NASA's OSIRIS-REx spacecraft is attempting to complete a mission to visit Bennu, a skyscraper-sized asteroid some 320 million km from Earth, survey the surface, collect samples and deliver them back to Earth.
Staff celebrated at the OSIRIS-REx control room in Colorado as the space vehicle pushed away from the asteroid, whose acorn-shaped body formed in the early days of our solar system. OSIRIS-REx arrived at Bennu in 2018.

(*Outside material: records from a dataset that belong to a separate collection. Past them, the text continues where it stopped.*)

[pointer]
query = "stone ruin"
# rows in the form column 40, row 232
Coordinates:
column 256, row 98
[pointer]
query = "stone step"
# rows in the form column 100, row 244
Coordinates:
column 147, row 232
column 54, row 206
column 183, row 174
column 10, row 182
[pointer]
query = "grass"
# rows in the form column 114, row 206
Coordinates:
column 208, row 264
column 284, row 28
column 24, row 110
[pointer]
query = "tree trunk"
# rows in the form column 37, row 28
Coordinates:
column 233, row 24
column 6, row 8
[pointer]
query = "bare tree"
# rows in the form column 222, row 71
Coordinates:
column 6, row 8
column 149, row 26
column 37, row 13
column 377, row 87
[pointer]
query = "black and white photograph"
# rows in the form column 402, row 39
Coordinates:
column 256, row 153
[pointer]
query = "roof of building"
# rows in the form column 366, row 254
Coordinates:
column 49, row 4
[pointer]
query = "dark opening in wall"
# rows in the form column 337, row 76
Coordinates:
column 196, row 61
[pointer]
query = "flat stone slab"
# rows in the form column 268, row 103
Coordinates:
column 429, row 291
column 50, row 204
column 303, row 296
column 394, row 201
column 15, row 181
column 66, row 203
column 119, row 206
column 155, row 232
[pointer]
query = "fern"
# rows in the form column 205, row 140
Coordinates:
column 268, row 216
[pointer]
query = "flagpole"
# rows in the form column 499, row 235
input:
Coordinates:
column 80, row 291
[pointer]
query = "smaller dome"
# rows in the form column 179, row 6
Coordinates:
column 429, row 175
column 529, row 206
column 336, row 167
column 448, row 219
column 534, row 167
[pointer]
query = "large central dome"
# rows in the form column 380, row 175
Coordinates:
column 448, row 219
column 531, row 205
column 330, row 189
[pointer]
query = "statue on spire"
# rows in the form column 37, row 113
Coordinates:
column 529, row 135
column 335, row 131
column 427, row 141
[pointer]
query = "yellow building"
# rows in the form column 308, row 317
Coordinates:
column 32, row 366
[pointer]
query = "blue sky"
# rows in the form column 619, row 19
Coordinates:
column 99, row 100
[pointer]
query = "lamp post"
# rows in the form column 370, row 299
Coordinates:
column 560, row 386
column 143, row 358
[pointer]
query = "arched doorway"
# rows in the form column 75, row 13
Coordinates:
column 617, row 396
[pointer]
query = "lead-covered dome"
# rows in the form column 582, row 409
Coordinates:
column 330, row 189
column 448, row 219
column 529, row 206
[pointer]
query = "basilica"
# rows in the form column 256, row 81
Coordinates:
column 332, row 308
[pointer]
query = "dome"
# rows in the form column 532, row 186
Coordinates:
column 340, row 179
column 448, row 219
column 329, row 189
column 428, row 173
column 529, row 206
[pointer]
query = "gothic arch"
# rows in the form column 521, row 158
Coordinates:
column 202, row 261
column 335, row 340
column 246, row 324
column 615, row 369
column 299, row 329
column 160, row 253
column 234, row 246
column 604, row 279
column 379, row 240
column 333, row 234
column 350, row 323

We’ve studied Bennu from orbit, and now we're getting ready to dig in, literally. A sample of this primordial rock is now on its way to Earth, where we will analyze it to learn about the origins of our solar system and life on Earth. https://t.co/6zGB6c4lMU #ToBennuAndBack pic.twitter.com/hdajX8ehTr
The spacecraft found traces of hydrogen and oxygen molecules - part of the recipe for water and thus the potential for life - embedded in the asteroid's rocky surface, said Dante Lauretta, the OSIRIS-REx mission's principal investigator, in 2018.
Water traces found on asteroid Bennu
The trip back to Earth will take about two years. The spacecraft will then eject a capsule containing the asteroid samples, which NASA says will land in a remote area of Utah.
NASA says samples will be distributed to research laboratories worldwide, but 75% of the samples will be preserved at the Johnson Space Center in Houston for future generations to study with technologies not yet created.
The roughly $800 million, minivan-sized OSIRIS-REx spacecraft, built by Lockheed Martin, launched in 2016 to grab and return the first U.S. sample of pristine asteroid materials. Japan is the only other country to have accomplished such a feat.
Mission navigation has received confirmation of burn cutoff. #OSIRISREx is headed home with a souvenir of rocks and dusts from a 4.5-billion-year-old asteroid! #ToBennuAndBack pic.twitter.com/BmaK1dkPDB
Asteroids are among the leftover debris from the solar system's formation some 4.5 billion years ago. A sample could hold clues to the origins of life on Earth, scientists say.